Solid Wood Countertops

      Advice on allowing for movement with solid wood countertops. October 13, 2010

Question
A customer wants a solid walnut countertop. Could I glue and biscuit join walnut planks together to form a 3/4" thick surface, and then screw that to a plywood substrate from the underside? Any problems with this method?

Forum Responses
(Cabinetmaking Forum)
From contributor J:
Big problems. The solid wood will shrink and expand with humidity changes. The plywood won't. The counter will self-destruct.



From contributor L:
I second the "bad idea."


From contributor E:
Why don't you just do a walnut butcher block 1 1/4" thick? We do a lot of them. Proper glue, true angles - might be the answer.


From the original questioner:
So it sounds like a bad idea. Thanks for the info. How about glue and biscuit joints with cleats on the bottom to help keep the planks more level? You know, like cleats on the back of plank doors. Problems?


From contributor R:
Planks? How wide? Good chance for cupping. I use hard maple, 7/8 to 1 inch thick, rip to 1 1/2" and glue up. More stable in my opinion, no cleats or sub boards to make it match the counters in the rest of the job.


From contributor N:
Just order the top from Boos. Walnut is a standard species for them. They buy wood by the trainload evidently, and the finished top will be about what you'd spend on the wood alone. And the warranty is theirs, not yours.


From contributor F:
Biscuits are at best unnecessary; they'll just add more work and time. Glue up your planks to the width needed. I've found generally thicker is better. Something as wide as a countertop I personally wouldn't go thinner than 1-1/4".


From contributor R:
I agree with the thickness. I glue up the wood on edge. So it looks more like a butcher block. Yep, a lot of work.


From contributor D:
Interestingly, I am signing some folks up today to make them about 26' of 25 1/2" countertops for a dining room, black walnut. Yes, you can do what you ask but how long is it and are there any finished ends? Just good edge joints and glue will be fine for your glue up. I looked at the option of ordering in butcher block looking tops, but to my eye, in the long runs I am working with, it looks like a bowling alley or butcher block, not a fine dining room with wider boards making each run. I am using 4/4 h&m at 15/16 for glue up.


From contributor P:
Is it for a kitchen? If so, construction is the easy part. Picking the right finish is the hard part. Glue up planks and connect the top using any method that allows for movement. The simplest is to use elongated holes in your stretchers and screws with washers or wide heads (a Kreg screw works fine).

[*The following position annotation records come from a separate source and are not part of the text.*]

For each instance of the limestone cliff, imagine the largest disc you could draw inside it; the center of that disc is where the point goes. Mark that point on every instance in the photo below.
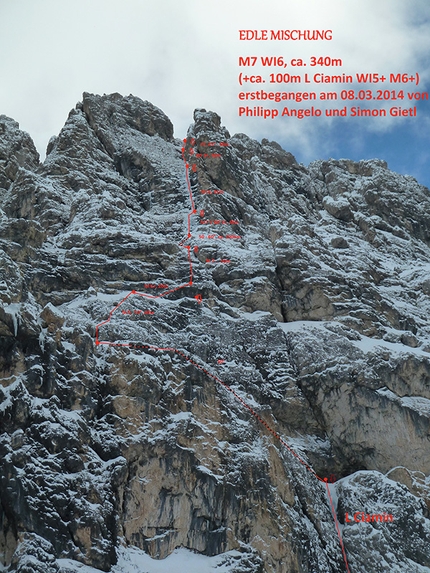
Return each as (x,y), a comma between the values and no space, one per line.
(148,285)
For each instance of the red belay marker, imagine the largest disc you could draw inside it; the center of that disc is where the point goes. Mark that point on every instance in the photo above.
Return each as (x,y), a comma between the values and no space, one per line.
(165,290)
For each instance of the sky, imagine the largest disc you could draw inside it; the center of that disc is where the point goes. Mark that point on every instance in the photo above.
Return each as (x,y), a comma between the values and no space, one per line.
(184,54)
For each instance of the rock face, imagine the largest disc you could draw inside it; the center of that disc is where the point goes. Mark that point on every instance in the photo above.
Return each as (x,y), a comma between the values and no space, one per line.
(138,274)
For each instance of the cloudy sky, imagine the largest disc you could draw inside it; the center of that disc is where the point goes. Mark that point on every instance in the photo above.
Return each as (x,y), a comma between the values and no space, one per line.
(183,54)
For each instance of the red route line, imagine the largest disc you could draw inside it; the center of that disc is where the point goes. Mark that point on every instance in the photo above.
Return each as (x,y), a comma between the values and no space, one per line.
(337,527)
(209,374)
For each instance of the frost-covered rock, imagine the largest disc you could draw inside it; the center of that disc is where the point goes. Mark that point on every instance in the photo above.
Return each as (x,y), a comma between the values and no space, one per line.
(120,444)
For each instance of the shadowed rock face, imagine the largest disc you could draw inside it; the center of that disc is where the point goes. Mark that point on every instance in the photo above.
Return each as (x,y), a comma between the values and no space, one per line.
(316,315)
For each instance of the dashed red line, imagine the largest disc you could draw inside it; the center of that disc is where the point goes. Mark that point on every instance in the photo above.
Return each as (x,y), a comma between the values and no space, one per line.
(207,372)
(333,511)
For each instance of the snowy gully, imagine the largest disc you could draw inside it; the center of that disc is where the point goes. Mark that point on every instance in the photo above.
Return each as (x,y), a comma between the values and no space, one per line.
(190,156)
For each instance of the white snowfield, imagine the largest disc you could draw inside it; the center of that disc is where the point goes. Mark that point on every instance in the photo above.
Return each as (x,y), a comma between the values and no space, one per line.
(133,560)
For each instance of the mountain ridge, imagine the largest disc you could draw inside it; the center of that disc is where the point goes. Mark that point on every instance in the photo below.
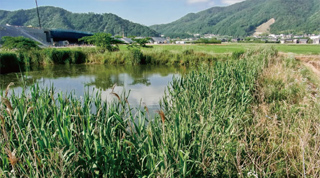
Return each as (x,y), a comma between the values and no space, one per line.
(241,19)
(56,17)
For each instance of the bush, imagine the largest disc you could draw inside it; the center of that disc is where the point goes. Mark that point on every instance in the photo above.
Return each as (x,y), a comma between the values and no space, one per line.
(9,62)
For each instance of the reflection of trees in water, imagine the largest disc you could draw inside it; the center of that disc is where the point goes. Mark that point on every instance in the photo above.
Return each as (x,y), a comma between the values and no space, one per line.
(105,76)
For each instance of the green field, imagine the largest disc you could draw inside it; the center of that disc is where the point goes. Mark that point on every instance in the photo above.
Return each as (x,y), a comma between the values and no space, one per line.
(232,47)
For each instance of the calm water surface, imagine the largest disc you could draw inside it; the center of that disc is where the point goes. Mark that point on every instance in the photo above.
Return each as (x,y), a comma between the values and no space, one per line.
(146,83)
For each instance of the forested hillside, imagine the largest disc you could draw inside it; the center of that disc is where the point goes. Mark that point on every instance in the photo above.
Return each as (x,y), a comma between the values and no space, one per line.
(53,17)
(241,19)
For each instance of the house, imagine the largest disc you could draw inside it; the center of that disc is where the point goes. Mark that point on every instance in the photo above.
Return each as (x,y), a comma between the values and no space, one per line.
(180,42)
(126,40)
(303,41)
(316,41)
(235,40)
(159,40)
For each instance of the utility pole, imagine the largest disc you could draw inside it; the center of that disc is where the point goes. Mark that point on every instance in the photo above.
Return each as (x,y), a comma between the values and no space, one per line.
(38,14)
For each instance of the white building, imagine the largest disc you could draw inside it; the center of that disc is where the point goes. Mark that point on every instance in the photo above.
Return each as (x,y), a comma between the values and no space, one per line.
(180,42)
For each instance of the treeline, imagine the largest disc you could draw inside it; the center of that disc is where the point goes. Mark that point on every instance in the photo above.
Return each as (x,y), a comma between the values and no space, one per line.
(242,19)
(54,17)
(15,61)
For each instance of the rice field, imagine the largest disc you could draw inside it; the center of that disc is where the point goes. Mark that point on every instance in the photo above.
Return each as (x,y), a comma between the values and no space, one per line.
(233,47)
(255,115)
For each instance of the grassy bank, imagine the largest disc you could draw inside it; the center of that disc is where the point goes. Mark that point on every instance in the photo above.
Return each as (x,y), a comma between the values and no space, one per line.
(19,60)
(243,117)
(159,54)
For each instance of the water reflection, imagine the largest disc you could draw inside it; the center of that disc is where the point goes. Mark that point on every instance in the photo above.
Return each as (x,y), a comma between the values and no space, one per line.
(146,83)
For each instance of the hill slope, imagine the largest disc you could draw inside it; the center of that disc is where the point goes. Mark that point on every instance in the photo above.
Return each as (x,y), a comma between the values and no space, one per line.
(241,19)
(53,17)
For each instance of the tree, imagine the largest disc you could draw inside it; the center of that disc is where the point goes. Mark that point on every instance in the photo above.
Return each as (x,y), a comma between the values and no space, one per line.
(19,43)
(104,41)
(142,41)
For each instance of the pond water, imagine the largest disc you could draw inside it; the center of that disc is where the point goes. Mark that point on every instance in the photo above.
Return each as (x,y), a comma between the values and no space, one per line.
(146,83)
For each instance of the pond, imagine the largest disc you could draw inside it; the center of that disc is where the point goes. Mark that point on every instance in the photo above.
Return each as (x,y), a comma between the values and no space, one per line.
(146,83)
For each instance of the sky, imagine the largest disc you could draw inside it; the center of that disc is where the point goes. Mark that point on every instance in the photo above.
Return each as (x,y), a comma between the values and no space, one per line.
(146,12)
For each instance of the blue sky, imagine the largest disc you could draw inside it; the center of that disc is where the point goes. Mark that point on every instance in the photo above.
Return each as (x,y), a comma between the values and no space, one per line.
(146,12)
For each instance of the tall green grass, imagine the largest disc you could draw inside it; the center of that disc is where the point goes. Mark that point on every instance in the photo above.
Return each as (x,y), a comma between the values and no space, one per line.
(209,125)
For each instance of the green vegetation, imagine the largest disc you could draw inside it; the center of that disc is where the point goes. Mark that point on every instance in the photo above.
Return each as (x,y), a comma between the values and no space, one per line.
(104,41)
(241,19)
(241,117)
(9,62)
(207,41)
(54,17)
(18,43)
(142,42)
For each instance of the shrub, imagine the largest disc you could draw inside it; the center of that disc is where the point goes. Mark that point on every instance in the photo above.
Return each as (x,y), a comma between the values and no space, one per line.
(9,62)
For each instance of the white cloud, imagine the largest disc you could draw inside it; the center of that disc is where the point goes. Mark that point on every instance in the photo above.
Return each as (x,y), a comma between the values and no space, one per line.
(229,2)
(196,1)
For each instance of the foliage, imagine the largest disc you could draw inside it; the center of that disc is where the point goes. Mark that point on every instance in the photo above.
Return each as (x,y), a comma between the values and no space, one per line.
(104,41)
(54,17)
(243,18)
(19,43)
(248,117)
(207,41)
(9,62)
(141,41)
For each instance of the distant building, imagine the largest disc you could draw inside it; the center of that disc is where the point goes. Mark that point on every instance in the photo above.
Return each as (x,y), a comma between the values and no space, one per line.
(316,41)
(159,40)
(235,40)
(303,41)
(126,40)
(180,42)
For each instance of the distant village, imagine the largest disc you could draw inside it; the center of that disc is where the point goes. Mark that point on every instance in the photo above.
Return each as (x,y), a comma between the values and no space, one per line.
(56,37)
(270,38)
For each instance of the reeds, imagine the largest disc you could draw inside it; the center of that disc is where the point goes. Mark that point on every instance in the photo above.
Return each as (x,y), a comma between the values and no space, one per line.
(220,121)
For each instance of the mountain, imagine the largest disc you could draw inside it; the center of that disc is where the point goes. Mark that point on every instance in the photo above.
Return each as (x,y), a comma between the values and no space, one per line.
(54,17)
(242,19)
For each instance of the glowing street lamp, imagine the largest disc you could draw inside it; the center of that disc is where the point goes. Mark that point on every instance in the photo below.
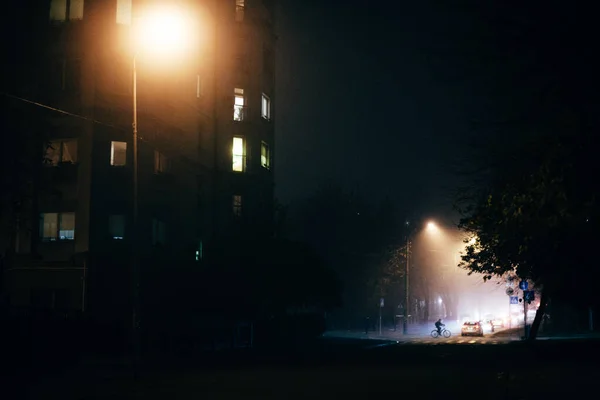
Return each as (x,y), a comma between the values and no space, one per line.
(432,228)
(161,31)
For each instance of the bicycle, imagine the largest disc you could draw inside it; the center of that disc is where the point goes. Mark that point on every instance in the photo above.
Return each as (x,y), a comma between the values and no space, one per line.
(445,333)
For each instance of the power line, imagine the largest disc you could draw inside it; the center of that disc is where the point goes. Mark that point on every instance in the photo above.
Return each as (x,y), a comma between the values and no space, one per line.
(193,164)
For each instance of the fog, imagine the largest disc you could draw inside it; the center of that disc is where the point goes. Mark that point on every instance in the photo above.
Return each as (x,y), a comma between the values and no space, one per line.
(453,294)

From Professor Gene Wengert, Sawing and Drying Forum technical advisor:
I would like to add that biscuits are for positioning and do not add to the strength of an edge joint. Hence, they would not be needed, as already stated.

A metal frame underneath would work if and only if you use screws holes that are slotted, so that the screws can move in the slots as the wood shrinks and swells. Warping forces can be very large, so the frame must be strong.



From contributor B:
I do a lot of wood countertops. Here is a photo of a cypress top I built 8 years ago. The planks are about 6 inches wide. The photo is recent. The top finished out at 17/8" thick. I joined it with 3/8 inch glue pins, used an alcohol dye and put 5 coats of urethane on both sides (sprayed). I make a frame just like a set of face frames for cabinets and mount the frame to the top of the cabinets. I then route elongated holes in the frame and screw the top to the frame loosely so it can move. Been doing it this way for many years and have never had a failure.




From contributor Y:
8 years ago and the cabinets still aren't done? Must be your house right?


From contributor B:
Not my house. The people are doing an upgrade on their home (vacation home). We took the tops up and did a refinish job on their 1950's metal cabinets, buffed the tops and reinstalled them.